Brood parasites are birds that are known to lay their eggs in other birds’ nests. Cowbirds and cuckoos are among the most famous examples of this group.
“When brood parasites face increased ecological risks—for example, greater climatic uncertainty in their environment, or greater uncertainty with regards to the availability or behavior of their hosts—they turn to bet-hedging,” says Carlos Botero, assistant professor of biology at Washington University in St. Louis and senior author of a new study in Nature Communications.
“A bet-hedging strategy involves making some or sometimes even many ‘wrong’ choices.”
“In other words, when it is difficult to predict the ideal host, parasites literally lay their few precious eggs in more than one basket,” he says. “This means increasing not just the number of different host species they use, but also expanding the diversity of taxonomic families that they choose as hosts.”
A birder himself, Botero says he is fascinated by things animals do that fall outside the boundaries of what some think of as “typical”—like brood parasitism.
“Parasite mothers can’t really do much about the behaviors that their hosts will display as surrogate parents,” Botero says. “With bet-hedging in the choice of hosts, parasites are at least able to increase the chances that one—or a few—of the surrogate parents they choose will end up behaving in the optimal way.”
Botero and his colleagues observed a pattern they considered striking.
The researchers aggregated environmental, parasite, and host species data associated with 84 species of obligate avian brood parasites from 19 genera and five different bird families. Their list covered approximately 86% of all known parasitic bird species.

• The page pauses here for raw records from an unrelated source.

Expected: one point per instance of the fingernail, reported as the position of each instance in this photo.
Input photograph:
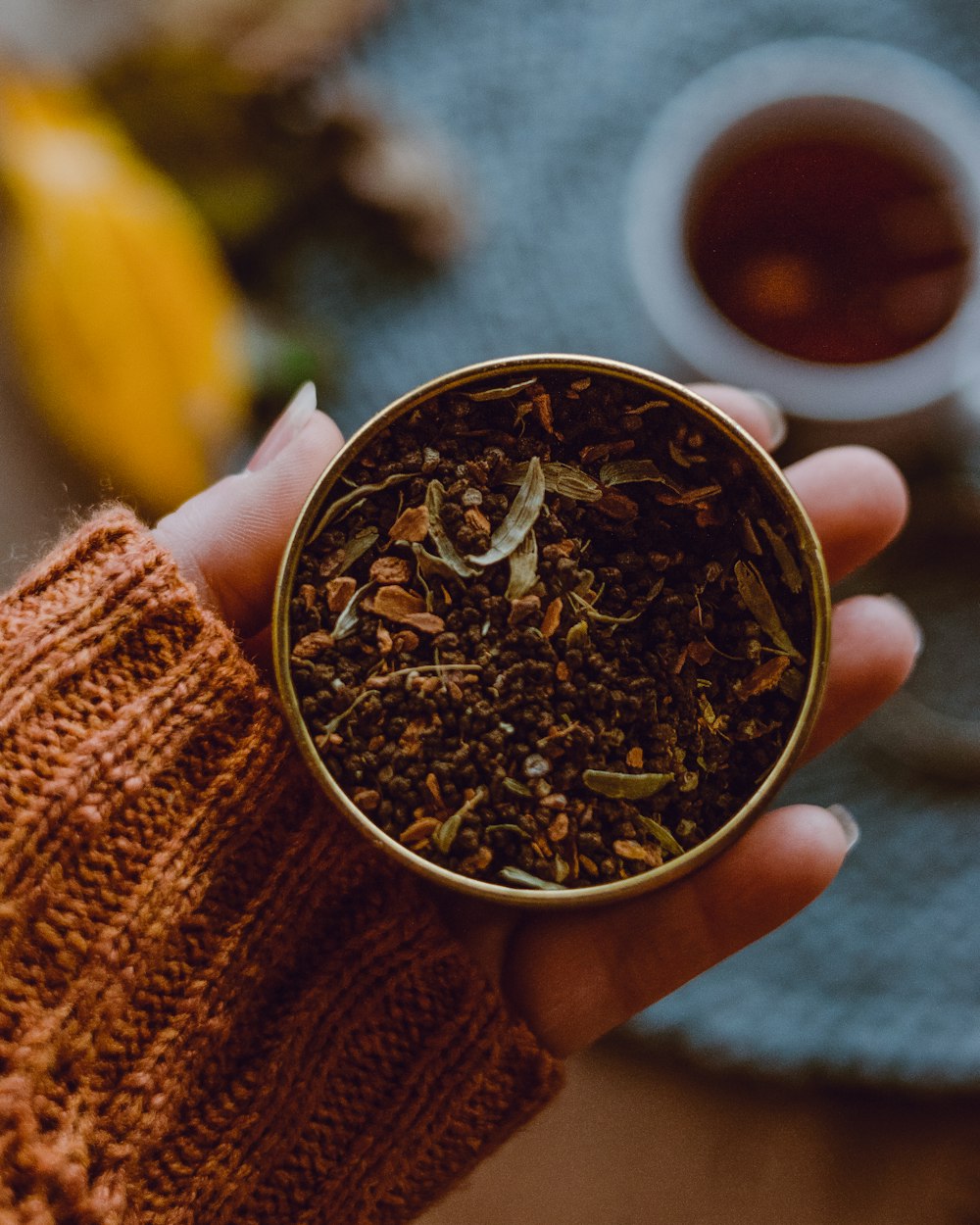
(844, 817)
(911, 617)
(285, 427)
(773, 415)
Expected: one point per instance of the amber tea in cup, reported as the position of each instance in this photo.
(804, 219)
(827, 245)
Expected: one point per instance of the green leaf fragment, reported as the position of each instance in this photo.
(559, 478)
(662, 836)
(524, 880)
(756, 598)
(523, 567)
(628, 471)
(501, 392)
(356, 494)
(792, 576)
(625, 787)
(435, 496)
(519, 518)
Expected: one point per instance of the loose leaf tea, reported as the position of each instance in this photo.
(578, 637)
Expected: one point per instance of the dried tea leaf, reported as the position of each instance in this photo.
(523, 567)
(347, 622)
(749, 535)
(763, 677)
(626, 471)
(446, 833)
(431, 564)
(617, 506)
(689, 496)
(357, 547)
(759, 602)
(419, 831)
(596, 615)
(347, 500)
(313, 645)
(552, 617)
(519, 518)
(435, 496)
(793, 684)
(625, 787)
(390, 569)
(501, 392)
(662, 834)
(542, 402)
(578, 635)
(626, 848)
(425, 622)
(395, 603)
(412, 524)
(792, 576)
(339, 592)
(559, 478)
(524, 880)
(334, 723)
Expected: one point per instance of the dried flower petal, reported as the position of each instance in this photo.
(662, 834)
(763, 677)
(412, 524)
(523, 567)
(357, 547)
(519, 518)
(625, 787)
(559, 478)
(347, 621)
(552, 617)
(313, 645)
(501, 392)
(524, 880)
(435, 495)
(339, 592)
(347, 500)
(390, 569)
(792, 576)
(759, 602)
(393, 603)
(628, 849)
(627, 471)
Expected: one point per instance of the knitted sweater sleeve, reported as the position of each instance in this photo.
(216, 1003)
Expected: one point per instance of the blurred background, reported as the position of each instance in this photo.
(206, 202)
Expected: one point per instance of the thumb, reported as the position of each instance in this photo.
(228, 539)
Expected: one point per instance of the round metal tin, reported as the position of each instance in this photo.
(816, 584)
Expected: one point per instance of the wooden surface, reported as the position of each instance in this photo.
(642, 1141)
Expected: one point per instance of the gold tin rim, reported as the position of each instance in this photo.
(736, 824)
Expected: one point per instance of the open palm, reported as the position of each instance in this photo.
(573, 976)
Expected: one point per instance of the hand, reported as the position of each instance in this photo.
(573, 976)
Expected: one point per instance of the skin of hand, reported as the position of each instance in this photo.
(571, 978)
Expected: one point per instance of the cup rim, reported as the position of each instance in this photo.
(917, 94)
(817, 583)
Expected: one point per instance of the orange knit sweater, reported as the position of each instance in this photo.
(216, 1003)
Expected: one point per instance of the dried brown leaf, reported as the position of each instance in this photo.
(760, 603)
(552, 617)
(391, 569)
(519, 518)
(412, 524)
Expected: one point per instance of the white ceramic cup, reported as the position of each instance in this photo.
(880, 92)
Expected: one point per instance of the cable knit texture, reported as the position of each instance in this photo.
(217, 1004)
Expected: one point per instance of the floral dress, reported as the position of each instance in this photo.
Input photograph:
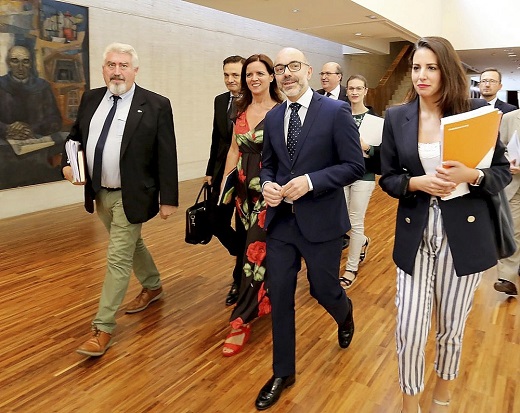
(251, 208)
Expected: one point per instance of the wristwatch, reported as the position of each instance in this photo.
(479, 179)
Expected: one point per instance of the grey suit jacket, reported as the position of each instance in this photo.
(511, 123)
(148, 158)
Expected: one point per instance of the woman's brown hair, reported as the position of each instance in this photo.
(454, 93)
(246, 96)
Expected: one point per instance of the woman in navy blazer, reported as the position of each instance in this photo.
(439, 266)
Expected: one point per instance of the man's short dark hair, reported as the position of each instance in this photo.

For all of these birds, host behavior is critical when it comes to countering environmental threats. Even small differences in the nest architecture, habitat selection, breeding timing, or incubation behavior of the chosen surrogate parents can have life or death implications for young parasitic chicks.
A brood parasite’s properly “hedged” portfolio must include a reasonable diversity of host types to ensure that at least some reproductive success is achieved—no matter what environmental conditions they experience in any given year.
But bet-hedging does come at a cost, the researchers say.
“A bet-hedging strategy involves making some or sometimes even many ‘wrong’ choices,” Botero says. “For example, for years in which the behaviors, timing, and nest type of a given host clearly work better than those of other species, it would be clearly ideal to stick with that option and avoid wasting eggs on others.”
The problem is, parasitic birds that live in variable and unpredictable environments can’t know at the onset which option will work best that year.
“Parasitic mothers that diversify their egg-laying choices may not contribute as many offspring to any given generation as they would have if they had chosen the best host type that year,” Botero says. “But, over time, they will end up contributing a much larger total number of offspring to future generations by fledging some offspring every year.
“It is this long-term vision that allows bet-hedging lineages to prevail and to steer the course of evolution so that in the end, everyone in their species bet-hedges.”
Additional coauthors are from the University of Illinois Urbana-Champaign and Columbia University.